See appendix A to this subpart for additional information on computing certain deductions.
(f) For the purpose of computing the amount of back pay under paragraph (e) of this section, interest shall be included in the amount from which deductions for erroneous payments are made, as required by § 550.805(e)(2) of this part.
(g) An agency shall credit annual leave restored to an employee as a result of the correction of an unjustified or unwarranted personnel action in excess of the maximum leave accumulation authorized by law to a separate leave account for use by the employee. The employee shall schedule and use annual leave in such a separate leave account as follows:
(1) A full-time employee shall schedule and use excess annual leave of 416 hours or less by the end of the leave year in progress 2 years after the date on which the annual leave is credited to the separate account. The agency shall extend this period by 1 leave year for each additional 208 hours of excess annual leave or any portion thereof.

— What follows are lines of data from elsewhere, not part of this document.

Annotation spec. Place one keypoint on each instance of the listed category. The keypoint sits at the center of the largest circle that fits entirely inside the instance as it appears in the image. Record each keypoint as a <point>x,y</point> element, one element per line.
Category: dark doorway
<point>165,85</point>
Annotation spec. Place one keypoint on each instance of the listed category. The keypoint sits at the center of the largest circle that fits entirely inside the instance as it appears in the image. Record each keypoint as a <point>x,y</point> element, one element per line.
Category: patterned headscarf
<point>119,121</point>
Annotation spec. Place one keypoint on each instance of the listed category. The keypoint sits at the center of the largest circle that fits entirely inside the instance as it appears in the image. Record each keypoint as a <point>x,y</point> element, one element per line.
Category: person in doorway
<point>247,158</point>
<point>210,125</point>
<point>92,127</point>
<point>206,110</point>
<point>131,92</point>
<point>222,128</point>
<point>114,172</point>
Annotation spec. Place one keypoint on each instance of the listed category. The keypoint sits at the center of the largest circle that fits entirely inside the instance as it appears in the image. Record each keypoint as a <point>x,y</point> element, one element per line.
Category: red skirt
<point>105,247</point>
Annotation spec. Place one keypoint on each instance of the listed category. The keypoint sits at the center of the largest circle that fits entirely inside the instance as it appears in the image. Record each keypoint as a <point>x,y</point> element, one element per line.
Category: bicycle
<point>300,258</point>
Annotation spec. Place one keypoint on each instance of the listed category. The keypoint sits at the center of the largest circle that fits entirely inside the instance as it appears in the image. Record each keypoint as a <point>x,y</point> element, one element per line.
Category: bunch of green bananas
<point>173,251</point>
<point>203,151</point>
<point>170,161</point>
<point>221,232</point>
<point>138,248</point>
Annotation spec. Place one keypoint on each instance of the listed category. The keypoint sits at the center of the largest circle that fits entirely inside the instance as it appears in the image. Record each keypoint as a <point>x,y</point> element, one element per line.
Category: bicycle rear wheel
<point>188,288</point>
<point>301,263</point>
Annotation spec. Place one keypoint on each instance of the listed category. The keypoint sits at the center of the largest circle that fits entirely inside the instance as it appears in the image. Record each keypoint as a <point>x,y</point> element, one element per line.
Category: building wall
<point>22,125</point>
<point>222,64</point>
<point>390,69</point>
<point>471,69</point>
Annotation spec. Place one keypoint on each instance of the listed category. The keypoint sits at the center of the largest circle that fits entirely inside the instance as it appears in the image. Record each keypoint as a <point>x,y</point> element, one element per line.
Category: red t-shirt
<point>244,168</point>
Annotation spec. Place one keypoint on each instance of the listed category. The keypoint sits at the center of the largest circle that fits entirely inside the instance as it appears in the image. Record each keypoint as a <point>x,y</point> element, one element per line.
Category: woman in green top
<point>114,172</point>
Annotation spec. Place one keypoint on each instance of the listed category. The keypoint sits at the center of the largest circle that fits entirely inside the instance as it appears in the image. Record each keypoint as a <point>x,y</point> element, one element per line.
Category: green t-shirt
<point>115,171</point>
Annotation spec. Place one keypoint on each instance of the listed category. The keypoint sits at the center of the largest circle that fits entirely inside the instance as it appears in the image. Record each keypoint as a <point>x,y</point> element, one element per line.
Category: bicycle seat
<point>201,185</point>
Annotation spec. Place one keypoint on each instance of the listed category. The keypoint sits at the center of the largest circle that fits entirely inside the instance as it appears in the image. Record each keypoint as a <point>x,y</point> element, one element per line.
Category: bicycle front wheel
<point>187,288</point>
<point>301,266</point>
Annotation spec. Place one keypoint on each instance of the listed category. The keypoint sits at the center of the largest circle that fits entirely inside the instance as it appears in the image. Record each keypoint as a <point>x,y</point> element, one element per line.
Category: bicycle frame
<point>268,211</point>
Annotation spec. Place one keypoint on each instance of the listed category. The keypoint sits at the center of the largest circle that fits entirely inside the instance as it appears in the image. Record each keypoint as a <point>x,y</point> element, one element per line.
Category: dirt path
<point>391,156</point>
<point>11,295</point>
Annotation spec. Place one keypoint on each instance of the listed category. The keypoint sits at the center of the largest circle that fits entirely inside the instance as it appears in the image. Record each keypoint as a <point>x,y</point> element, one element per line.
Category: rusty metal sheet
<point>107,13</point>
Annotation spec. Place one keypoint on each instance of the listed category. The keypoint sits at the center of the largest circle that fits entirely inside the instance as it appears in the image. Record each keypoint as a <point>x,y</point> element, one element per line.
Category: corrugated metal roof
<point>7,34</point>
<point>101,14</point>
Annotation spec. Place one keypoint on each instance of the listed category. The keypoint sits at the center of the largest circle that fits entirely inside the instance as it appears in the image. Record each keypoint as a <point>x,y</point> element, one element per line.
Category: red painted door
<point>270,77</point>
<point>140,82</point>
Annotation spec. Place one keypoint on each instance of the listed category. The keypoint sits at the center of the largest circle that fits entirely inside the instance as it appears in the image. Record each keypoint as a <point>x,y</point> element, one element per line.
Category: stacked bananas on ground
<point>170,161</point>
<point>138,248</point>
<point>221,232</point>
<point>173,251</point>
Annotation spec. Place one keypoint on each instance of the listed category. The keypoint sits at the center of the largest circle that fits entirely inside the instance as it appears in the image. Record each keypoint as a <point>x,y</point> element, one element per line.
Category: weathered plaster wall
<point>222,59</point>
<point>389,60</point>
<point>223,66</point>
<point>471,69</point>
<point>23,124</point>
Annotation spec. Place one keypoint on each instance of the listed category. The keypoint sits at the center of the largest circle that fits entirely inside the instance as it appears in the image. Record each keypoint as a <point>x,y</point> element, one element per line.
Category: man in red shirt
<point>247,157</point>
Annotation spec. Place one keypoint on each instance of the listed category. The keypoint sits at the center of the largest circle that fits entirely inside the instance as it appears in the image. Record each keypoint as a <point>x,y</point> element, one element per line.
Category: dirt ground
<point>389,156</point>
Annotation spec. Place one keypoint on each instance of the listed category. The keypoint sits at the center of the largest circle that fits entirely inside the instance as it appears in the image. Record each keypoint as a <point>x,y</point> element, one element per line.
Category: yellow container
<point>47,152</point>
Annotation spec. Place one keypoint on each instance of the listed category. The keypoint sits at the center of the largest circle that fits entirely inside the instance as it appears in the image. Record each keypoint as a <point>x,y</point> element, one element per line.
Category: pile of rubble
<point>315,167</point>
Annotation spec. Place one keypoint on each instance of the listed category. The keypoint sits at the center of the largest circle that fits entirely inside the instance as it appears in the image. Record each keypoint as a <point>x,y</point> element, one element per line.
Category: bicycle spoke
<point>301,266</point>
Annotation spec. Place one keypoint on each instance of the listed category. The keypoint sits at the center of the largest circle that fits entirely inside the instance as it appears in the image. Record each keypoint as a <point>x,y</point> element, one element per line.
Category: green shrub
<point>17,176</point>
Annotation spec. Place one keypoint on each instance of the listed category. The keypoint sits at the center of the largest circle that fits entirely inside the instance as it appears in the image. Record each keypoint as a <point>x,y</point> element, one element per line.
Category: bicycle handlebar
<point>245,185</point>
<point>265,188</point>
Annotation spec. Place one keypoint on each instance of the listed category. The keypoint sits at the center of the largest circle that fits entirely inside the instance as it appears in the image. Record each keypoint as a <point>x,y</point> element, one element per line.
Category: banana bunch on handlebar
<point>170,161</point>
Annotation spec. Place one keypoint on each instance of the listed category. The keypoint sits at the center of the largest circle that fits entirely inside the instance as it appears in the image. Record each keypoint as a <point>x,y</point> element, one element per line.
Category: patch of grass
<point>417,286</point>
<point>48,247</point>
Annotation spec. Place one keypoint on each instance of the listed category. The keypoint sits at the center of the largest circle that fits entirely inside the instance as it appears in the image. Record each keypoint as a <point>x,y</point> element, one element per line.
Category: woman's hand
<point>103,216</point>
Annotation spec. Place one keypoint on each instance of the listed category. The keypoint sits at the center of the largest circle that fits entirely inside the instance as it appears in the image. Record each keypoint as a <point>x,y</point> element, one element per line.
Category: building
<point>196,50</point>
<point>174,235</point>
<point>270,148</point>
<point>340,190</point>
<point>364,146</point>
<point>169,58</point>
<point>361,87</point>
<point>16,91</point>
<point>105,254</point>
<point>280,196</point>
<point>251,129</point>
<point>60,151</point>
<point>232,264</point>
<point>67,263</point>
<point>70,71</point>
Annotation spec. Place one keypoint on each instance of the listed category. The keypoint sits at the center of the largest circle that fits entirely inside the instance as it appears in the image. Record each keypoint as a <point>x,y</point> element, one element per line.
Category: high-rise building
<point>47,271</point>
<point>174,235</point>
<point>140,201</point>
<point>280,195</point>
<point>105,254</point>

(2) A part-time employee shall schedule and use excess annual leave in an amount equal to or less than 20 percent of the employee's scheduled tour of duty over a period of 52 calendar weeks by the end of the leave year in progress 2 years after the date on which the annual leave is credited to the separate account. The agency shall extend this period by 1 leave year for each additional number of hours of excess annual leave, or any portion thereof, equal to 10 percent of the employee's scheduled tour of duty over a period of 52 calendar weeks.
(h) Agencies must correct errors that affect an employee's Thrift Savings Plan account consistent with regulations prescribed by the Federal Retirement Thrift Investment Board. (See parts 1605 and 1606 of this title.)